France 2012 | Far right holds balance after Hollande edges past Sarkozy
UPDATE 9 | Almost two million far-right voters will be crucial to decide who is to become France's next president.



France 2 announcing the exit poll result at close of all polling stations at 8pm
Centre-left socialist leader Hollande narrowly beat Sarkozy in yesterday's 10-candidate first round by 28.6 percent to 27.1 percent, but Le Pen stole the show by surging to 18.0 percent, the biggest result for a far-right candidate.
Le Pen's breakthrough mirrored advances by anti-establishment Eurosceptic populists from Amsterdam and Vienna to Helsinki and Athens as anger over austerity, unemployment and bailout fatigue deepen due to the euro zone's grinding debt crisis.
"The battle of France has only just begun," Le Pen, 43, daughter of former paratrooper and National Front founder Jean-Marie Le Pen, told cheering supporters last night.
Declaring that her wave of support was "shaking the system" of mainstream consensus politics, she said: "Nothing will be the same again."
The gravel-voiced blonde, who wants France to abandon the euro currency, said she would give her view on the runoff at a May Day rally in Paris next week. But she saved most venom for Sarkozy, aiming to pick up the pieces in any recomposition of the right and hoping the Front can enter parliament in June.
French President Nicolas Sarkozy addressing his supporters in Paris soon after results were out last night
National Front Vice-President Louis Alliot suggested this morning that Le Pen would not formally endorse either candidate "as things stand". "Based on the ideas in our program, neither one defends or develops them, so it seems unlikely," he said.
Amid strong turnout, more than one third of voters cast ballots for protest candidates outside the political mainstream.
The unpopular Sarkozy, the first sitting president to be forced into second place in the first round of a re-election bid, will have to attempt a difficult balancing act to attract both the far-right and centrist voters he needs to win the May 6 runoff.
After five years of leading the world's fifth economy, a nuclear power and activist U.N. Security Council member, he could go the way of 10 other euro zone leaders swept from office since the start of the crisis in late 2009.

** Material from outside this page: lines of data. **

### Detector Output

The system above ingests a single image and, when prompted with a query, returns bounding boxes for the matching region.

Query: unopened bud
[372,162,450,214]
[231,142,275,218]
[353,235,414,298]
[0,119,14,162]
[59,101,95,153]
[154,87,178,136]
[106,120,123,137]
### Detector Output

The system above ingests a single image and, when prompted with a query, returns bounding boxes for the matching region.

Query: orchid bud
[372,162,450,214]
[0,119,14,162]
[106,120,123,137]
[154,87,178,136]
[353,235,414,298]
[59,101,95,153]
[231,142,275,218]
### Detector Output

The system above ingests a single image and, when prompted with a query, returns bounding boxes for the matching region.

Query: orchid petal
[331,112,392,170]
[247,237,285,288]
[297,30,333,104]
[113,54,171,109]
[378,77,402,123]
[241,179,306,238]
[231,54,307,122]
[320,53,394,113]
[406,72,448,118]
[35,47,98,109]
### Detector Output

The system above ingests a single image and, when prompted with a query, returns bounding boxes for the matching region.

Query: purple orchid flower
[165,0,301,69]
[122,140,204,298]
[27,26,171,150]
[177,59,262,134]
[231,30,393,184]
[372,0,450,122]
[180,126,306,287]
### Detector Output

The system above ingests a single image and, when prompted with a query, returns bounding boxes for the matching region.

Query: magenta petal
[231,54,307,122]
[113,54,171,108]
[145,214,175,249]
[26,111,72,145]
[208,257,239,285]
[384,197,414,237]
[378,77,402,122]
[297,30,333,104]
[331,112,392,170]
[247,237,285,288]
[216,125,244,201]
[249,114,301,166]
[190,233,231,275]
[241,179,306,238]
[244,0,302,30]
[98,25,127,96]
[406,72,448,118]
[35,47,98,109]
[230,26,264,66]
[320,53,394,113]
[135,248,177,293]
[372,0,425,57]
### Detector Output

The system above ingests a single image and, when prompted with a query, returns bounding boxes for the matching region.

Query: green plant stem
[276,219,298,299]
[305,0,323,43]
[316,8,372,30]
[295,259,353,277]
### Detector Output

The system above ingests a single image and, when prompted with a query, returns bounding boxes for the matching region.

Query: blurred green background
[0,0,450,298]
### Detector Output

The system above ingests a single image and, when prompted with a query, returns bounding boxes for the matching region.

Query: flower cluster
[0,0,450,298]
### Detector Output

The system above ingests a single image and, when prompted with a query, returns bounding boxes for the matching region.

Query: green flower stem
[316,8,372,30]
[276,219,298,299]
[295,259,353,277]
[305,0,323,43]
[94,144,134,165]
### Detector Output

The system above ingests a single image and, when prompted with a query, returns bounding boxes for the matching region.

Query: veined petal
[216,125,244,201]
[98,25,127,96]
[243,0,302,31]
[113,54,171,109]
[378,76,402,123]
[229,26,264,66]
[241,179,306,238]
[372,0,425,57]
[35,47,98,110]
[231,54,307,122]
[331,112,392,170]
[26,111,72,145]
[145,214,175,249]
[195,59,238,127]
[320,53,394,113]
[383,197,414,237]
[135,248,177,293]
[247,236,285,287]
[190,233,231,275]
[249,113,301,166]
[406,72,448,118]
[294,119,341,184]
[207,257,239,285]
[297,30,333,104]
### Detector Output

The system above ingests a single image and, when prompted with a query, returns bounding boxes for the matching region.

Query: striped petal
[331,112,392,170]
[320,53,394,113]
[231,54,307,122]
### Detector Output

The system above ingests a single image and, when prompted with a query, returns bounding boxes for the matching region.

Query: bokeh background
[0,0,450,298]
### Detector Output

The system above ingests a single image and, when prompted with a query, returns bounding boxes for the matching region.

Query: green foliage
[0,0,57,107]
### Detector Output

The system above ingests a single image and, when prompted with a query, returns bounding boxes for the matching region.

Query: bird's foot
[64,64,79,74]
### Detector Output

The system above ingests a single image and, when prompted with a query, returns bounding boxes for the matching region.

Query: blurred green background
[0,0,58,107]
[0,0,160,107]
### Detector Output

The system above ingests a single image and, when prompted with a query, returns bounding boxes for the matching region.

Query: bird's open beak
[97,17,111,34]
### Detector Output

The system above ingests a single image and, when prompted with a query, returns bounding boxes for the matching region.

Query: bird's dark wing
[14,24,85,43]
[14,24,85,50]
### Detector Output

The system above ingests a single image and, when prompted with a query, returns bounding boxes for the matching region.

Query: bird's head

Hollande, 57, who opinion polls taken yesterday showed winning the decider with between 53 and 56 percent of the vote, vowed to change the direction of Europe if elected and lead an economic revival with greater social justice.
"My final duty, and I know I'm being watched from beyond our borders, is to put Europe back on the path of growth and employment," he told supporters in his constituency of Tulle in southwestern France.
Financial market analysts say whoever wins in two weeks' time will have to impose tougher austerity measures than either candidate has admitted during the campaign, cutting public spending as well as raising taxes to cut the budget deficit.
A parliamentary election to be held in June will further determine the complexion of the next French government.
The euro retreated from two-week highs against the dollar this morning, pausing after its best weekly performance since February, and investors said French debt markets were likely to continue a recent run of weakness.
Meanwhile, Nicolas Sarkozy struck a defiant tone after his setback, steering to the right to try to attract Le Pen voters by vowing to tighten border controls, stop factories leaving France, make work pay and uphold law and order, rather than reaching out to centrists.
He challenged Hollande to three live television debates over the next two weeks instead of the customary one. But Socialist aides said Hollande, who has no ministerial experience and is a less accomplished television performer than Sarkozy, had made clear he will accept only one prime-time debate, on May 2.